Authors' Affiliation: Genentech, Inc., South San Francisco, California

Requests for reprints: Napoleone Ferrara, Genentech, Inc., 1DNA Way, South San Francisco, CA 94080. Phone: 650-225-2968; Fax: 650-225-4265; E-mail: nf{at}gene.com.

Purpose: Multiple endocrine neoplasia type 1 (MEN1) is defined clinically by the combined occurrence of multiple tumors, typically of the parathyroid glands, pancreatic islet cells, and anterior pituitary gland. A mouse model with a heterozygous deletion of the Men1 gene recapitulates the tumorigenesis of MEN1. We wished to determine the role of vascular endothelial growth factor (VEGF)-A in the vascularization and growth of MEN1-associated tumors, with an emphasis on pituitary adenomas.
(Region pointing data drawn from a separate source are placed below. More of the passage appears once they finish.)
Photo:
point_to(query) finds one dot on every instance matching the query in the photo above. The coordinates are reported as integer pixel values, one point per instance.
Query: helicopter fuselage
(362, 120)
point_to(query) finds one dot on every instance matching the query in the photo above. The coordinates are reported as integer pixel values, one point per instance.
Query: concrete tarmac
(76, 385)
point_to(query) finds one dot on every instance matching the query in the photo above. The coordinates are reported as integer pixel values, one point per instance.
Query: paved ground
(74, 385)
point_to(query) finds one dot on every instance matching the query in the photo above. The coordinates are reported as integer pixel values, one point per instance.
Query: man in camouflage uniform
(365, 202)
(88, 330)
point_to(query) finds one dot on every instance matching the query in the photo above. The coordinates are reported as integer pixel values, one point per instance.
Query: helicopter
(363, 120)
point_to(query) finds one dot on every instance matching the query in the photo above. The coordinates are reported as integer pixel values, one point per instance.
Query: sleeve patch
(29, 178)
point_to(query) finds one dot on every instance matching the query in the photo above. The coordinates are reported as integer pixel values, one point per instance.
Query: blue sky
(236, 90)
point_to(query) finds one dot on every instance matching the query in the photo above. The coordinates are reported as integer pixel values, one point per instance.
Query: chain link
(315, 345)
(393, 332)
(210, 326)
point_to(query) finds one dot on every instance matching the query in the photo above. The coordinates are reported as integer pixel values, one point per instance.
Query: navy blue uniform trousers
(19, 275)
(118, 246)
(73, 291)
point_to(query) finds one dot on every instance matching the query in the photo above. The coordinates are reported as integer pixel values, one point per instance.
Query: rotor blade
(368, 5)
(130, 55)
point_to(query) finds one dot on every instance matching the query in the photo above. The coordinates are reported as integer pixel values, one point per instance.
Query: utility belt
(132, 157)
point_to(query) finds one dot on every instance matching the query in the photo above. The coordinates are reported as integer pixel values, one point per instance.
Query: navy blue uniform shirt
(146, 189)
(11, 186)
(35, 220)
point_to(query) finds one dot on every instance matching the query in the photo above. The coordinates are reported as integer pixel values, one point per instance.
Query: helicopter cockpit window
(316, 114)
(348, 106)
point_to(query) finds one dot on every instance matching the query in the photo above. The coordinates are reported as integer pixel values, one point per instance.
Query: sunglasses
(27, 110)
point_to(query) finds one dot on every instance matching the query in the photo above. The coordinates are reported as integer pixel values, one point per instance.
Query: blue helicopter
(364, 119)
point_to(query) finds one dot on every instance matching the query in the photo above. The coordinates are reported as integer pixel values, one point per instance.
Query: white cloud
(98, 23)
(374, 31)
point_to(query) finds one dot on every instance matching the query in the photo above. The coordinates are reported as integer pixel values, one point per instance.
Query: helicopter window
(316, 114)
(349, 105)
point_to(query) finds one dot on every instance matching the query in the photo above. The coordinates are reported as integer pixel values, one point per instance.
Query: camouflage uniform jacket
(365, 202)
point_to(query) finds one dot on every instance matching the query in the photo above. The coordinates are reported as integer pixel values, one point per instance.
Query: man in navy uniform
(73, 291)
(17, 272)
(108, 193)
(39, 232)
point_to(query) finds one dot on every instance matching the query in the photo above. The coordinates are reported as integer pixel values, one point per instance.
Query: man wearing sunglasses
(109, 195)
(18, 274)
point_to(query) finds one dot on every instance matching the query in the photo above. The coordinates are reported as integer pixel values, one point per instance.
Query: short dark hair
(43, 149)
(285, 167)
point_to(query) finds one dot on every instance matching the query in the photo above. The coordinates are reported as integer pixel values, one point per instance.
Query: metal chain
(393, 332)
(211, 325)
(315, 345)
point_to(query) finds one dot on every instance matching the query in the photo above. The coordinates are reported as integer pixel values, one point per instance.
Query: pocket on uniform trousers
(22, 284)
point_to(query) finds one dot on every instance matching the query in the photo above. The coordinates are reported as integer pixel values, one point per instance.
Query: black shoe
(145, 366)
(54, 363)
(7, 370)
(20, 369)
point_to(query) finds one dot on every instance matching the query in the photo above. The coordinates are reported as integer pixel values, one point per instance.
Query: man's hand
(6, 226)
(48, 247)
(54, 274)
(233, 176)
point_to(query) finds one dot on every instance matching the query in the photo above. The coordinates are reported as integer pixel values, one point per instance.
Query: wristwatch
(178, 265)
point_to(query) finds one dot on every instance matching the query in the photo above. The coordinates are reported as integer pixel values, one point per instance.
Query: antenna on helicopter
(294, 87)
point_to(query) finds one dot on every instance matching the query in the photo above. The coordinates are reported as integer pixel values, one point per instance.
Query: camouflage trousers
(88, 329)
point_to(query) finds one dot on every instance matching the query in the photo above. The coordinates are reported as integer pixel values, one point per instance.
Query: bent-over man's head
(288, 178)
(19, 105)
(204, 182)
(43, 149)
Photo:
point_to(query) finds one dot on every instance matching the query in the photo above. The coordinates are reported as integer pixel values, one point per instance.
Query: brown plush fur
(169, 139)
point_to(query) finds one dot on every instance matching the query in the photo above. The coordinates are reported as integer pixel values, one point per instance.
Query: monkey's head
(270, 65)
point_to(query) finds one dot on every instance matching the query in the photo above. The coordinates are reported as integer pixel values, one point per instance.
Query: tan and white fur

Experimental Design: To investigate whether tumor growth in Men1^+/– mice is mediated by VEGF-A dependent angiogenesis, we carried out a monotherapy with the anti–VEGF-A monoclonal antibody (mAb) G6-31. We evaluated tumor growth by magnetic resonance imaging and assessed vascular density in tissue sections. We also measured hormone levels in the serum.

Results: During the treatment with mAb G6-31, a significant inhibition of the pituitary adenoma growth was observed, leading to an increased mean tumor doubling-free survival compared with mice treated with a control antibody. Similarly, the growth of s.c. pituitary adenoma transplants was effectively inhibited by administration of anti–VEGF-A mAb. Serum prolactin was lowered by mAb G6-31 treatment but not by control antibody, potentially providing a new therapeutic approach for treating the hormonal excess in MEN1 patients. Additionally, the vascular density in pancreatic islet tumors was significantly reduced by the treatment.

Conclusions: These results suggest that VEGF-A blockade may represent a nonsurgical treatment for benign tumors of the endocrine system.